I'm trying to extract a few nested fields in PyFlink from JSON data received from Kafka. The JSON record schema is as follows. Basically, each record has a Result
object within which there's an array of objects called data
. I'm trying to extract the value
field from the first array element i.e. data[0]
.
{
'ID': 'some-id',
'Result': {
'data': [
{
'value': 65537,
...
...
}
]
}
}
I'm using the Table API to read from a Kafka topic and write the extracted fields to another topic.
The source DDL is as follows:
source_ddl = """
CREATE TABLE InTable (
`ID` STRING,
`Timestamp` TIMESTAMP(3),
`Result` ROW(
`data` ROW(`value` BIGINT) ARRAY),
WATERMARK FOR `Timestamp` AS `Timestamp`
) WITH (
'connector' = 'kafka',
'topic' = 'in-topic',
'properties.bootstrap.servers' = 'localhost:9092',
'properties.group.id' = 'my-group-id',
'scan.startup.mode' = 'earliest-offset',
'format' = 'json'
)
"""
The corresponding sink DDL is:
sink_ddl = """
CREATE TABLE OutTable (
`ID` STRING,
`value` BIGINT
) WITH (
'connector' = 'kafka',
'topic' = 'out-topic',
'properties.bootstrap.servers' = 'localhost:9092',
'properties.group.id' = 'my-group-id',
'scan.startup.mode' = 'earliest-offset',
'format' = 'json'
)
"""
Here's the code snippet for extracting the value
field from first element of the array:
t_env.execute_sql(source_ddl)
t_env.execute_sql(sink_ddl)
table = t_env.from_path('InTable')
table \
.select(
table.ID,
table.Result.data.at(1).value) \
.execute_insert('OutTable') \
.wait()
I see the following error in the execute_insert
step, when I execute this.
py4j.protocol.Py4JJavaError: An error occurred while calling o57.executeInsert.

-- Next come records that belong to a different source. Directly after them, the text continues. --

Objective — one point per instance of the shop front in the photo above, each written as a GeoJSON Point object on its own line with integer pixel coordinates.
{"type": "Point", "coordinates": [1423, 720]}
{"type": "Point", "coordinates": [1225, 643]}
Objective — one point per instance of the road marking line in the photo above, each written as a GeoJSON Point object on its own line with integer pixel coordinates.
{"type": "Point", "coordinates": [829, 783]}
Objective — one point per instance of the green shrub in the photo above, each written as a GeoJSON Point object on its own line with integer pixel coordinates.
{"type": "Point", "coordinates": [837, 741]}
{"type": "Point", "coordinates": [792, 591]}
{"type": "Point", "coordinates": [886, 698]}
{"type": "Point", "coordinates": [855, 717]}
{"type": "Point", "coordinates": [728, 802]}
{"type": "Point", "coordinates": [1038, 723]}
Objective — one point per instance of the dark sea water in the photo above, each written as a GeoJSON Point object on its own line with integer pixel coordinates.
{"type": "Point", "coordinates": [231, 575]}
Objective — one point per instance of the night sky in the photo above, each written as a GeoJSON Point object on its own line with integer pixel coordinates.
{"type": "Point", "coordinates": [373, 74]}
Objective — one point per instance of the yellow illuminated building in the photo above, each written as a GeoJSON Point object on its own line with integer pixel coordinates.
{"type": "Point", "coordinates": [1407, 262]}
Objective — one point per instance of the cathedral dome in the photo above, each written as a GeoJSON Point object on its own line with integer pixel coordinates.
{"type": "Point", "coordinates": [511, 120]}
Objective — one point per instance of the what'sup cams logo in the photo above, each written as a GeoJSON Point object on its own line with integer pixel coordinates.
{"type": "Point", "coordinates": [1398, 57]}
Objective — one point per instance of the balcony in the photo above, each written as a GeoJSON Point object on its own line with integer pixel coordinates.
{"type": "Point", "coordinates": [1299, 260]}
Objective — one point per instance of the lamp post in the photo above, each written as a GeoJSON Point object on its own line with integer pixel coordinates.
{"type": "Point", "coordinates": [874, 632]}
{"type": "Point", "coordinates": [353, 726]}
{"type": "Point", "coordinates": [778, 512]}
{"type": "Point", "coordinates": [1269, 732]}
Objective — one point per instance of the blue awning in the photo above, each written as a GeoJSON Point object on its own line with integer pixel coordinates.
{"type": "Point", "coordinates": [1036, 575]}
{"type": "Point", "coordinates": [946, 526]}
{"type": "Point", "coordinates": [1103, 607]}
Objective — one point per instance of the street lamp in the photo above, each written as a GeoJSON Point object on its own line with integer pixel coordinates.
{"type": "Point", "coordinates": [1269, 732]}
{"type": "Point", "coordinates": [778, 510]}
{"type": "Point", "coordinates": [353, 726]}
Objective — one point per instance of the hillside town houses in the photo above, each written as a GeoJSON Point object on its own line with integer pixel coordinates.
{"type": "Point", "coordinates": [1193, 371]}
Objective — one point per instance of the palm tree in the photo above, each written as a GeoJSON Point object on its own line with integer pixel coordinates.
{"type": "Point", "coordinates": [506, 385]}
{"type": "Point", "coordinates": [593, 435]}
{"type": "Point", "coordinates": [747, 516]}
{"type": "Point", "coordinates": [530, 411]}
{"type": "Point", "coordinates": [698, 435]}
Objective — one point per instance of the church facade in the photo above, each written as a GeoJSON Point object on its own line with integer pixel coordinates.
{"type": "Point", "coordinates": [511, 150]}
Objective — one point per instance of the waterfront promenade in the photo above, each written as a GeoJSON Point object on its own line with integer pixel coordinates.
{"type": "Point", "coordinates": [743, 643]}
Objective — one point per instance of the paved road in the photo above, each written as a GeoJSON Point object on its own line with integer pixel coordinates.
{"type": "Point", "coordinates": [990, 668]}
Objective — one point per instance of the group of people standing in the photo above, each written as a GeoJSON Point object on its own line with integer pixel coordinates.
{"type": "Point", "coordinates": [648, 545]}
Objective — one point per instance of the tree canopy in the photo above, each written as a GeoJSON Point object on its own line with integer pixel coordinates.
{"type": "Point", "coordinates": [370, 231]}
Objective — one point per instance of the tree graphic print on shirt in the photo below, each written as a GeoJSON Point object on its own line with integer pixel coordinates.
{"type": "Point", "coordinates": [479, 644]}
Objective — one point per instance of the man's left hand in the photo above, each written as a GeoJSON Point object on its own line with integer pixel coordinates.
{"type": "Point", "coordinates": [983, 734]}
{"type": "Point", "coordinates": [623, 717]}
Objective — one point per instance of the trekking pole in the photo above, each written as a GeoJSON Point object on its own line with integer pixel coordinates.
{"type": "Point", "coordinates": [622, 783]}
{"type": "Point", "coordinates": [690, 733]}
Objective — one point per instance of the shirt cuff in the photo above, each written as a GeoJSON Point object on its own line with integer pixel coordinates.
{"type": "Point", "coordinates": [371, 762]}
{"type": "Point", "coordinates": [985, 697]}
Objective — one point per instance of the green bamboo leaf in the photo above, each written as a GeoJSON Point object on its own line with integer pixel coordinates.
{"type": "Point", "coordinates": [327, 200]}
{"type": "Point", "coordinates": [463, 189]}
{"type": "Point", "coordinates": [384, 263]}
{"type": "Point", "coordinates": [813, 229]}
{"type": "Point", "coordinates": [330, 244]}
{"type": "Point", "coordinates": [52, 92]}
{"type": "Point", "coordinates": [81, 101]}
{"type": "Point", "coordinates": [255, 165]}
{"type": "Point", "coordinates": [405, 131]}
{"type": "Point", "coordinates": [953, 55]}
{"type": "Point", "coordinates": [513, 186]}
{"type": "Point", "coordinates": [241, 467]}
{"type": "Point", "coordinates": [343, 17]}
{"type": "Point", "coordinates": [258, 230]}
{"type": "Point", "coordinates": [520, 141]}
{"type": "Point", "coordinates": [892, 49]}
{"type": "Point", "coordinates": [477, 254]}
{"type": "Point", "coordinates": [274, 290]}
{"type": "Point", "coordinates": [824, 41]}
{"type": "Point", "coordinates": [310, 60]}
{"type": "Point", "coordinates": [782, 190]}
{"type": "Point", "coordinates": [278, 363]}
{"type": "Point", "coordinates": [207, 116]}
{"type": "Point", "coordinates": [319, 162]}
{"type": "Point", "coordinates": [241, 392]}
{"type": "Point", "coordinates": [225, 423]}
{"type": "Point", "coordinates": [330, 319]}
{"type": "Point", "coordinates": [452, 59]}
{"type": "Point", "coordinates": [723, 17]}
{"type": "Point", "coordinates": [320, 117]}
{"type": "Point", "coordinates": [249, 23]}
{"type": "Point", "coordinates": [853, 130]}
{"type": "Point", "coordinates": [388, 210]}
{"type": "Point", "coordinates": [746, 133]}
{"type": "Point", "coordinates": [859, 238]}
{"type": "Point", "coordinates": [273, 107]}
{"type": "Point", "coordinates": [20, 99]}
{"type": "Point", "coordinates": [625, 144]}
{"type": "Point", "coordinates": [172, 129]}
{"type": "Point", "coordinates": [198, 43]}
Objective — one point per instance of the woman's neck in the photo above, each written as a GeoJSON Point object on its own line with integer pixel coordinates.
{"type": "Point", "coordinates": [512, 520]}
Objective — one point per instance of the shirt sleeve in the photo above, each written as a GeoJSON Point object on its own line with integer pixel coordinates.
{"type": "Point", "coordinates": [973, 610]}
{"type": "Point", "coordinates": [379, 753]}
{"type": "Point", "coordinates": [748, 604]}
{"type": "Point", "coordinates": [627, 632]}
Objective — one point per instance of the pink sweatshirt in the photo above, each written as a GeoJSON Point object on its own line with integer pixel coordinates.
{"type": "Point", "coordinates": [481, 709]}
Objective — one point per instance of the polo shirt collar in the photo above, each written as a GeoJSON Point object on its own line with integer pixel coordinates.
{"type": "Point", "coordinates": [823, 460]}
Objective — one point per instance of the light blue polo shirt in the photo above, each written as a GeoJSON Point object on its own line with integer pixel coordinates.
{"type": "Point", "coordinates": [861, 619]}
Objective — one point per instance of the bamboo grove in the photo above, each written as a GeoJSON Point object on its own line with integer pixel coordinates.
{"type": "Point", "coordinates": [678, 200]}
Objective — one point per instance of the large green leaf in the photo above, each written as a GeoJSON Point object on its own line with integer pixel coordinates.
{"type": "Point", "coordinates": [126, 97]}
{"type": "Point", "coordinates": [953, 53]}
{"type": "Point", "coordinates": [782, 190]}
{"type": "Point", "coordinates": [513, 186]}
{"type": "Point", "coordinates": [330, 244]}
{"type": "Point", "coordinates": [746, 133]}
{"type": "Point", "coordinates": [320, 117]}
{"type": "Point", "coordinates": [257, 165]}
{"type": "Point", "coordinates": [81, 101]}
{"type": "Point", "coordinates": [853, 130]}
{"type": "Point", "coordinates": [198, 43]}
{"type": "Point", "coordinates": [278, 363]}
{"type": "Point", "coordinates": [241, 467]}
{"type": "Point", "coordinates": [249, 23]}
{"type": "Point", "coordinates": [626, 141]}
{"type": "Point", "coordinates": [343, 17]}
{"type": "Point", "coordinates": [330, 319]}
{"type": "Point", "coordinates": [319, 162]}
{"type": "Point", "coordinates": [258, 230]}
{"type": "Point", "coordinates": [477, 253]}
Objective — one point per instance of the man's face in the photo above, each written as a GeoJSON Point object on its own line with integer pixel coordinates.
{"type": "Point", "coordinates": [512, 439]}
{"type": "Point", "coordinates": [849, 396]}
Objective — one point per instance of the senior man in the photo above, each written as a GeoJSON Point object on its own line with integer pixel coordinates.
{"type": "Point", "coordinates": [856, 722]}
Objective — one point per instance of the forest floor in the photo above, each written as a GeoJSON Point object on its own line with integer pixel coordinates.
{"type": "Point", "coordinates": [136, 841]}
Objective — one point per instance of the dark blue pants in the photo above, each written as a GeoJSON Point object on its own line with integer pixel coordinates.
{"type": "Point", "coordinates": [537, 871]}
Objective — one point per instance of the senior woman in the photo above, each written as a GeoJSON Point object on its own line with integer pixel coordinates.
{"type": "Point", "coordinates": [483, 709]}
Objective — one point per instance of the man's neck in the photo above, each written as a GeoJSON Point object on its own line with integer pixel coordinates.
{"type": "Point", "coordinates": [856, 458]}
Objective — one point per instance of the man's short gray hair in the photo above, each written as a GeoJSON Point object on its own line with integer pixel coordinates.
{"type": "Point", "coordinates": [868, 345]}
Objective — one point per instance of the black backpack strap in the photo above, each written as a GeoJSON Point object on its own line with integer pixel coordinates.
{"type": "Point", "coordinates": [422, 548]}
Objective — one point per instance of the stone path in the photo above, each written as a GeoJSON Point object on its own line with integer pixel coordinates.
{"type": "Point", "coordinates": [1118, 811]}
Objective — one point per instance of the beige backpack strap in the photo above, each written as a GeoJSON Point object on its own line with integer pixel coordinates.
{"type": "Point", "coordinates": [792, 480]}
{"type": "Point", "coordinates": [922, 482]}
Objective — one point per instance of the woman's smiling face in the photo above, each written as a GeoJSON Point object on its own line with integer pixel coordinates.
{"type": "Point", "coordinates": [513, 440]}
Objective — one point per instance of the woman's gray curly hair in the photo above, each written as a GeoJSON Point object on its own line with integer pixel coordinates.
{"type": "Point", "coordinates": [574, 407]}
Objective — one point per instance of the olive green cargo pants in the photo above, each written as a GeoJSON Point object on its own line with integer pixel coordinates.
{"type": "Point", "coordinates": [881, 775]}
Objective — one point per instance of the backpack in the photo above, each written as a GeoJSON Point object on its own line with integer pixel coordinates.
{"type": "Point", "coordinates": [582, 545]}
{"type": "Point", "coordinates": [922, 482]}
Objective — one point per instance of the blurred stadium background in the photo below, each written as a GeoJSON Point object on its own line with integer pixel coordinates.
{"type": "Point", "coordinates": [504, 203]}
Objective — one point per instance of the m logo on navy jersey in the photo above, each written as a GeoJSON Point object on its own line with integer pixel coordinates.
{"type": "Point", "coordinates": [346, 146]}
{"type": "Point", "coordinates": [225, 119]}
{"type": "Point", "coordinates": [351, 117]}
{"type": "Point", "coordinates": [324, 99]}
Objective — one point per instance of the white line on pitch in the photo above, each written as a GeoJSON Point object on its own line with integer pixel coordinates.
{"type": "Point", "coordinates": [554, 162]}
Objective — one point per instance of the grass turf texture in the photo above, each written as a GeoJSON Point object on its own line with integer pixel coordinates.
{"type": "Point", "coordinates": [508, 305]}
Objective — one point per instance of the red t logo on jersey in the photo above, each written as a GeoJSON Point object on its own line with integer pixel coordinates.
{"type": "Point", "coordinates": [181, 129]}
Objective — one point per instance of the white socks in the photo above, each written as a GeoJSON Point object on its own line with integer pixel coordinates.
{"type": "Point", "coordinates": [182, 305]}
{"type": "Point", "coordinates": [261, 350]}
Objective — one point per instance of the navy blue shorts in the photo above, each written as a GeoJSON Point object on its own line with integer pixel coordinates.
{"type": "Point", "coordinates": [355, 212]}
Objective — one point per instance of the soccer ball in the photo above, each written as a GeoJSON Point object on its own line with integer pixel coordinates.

: scala.MatchError: ITEM($9.data, 1) (of class org.apache.calcite.rex.RexCall)
However, if I don't extract the embedded value
but rather the entire row of the array i.e. table.Result.data.at(1)
and modify the sink_ddl
appropriately, I'm able to get the entire row properly.
Any idea, what am I missing? Thanks for any pointers!
Edit: This is probably a bug in Flink, and it being tracked by https://issues.apache.org/jira/browse/FLINK-22082.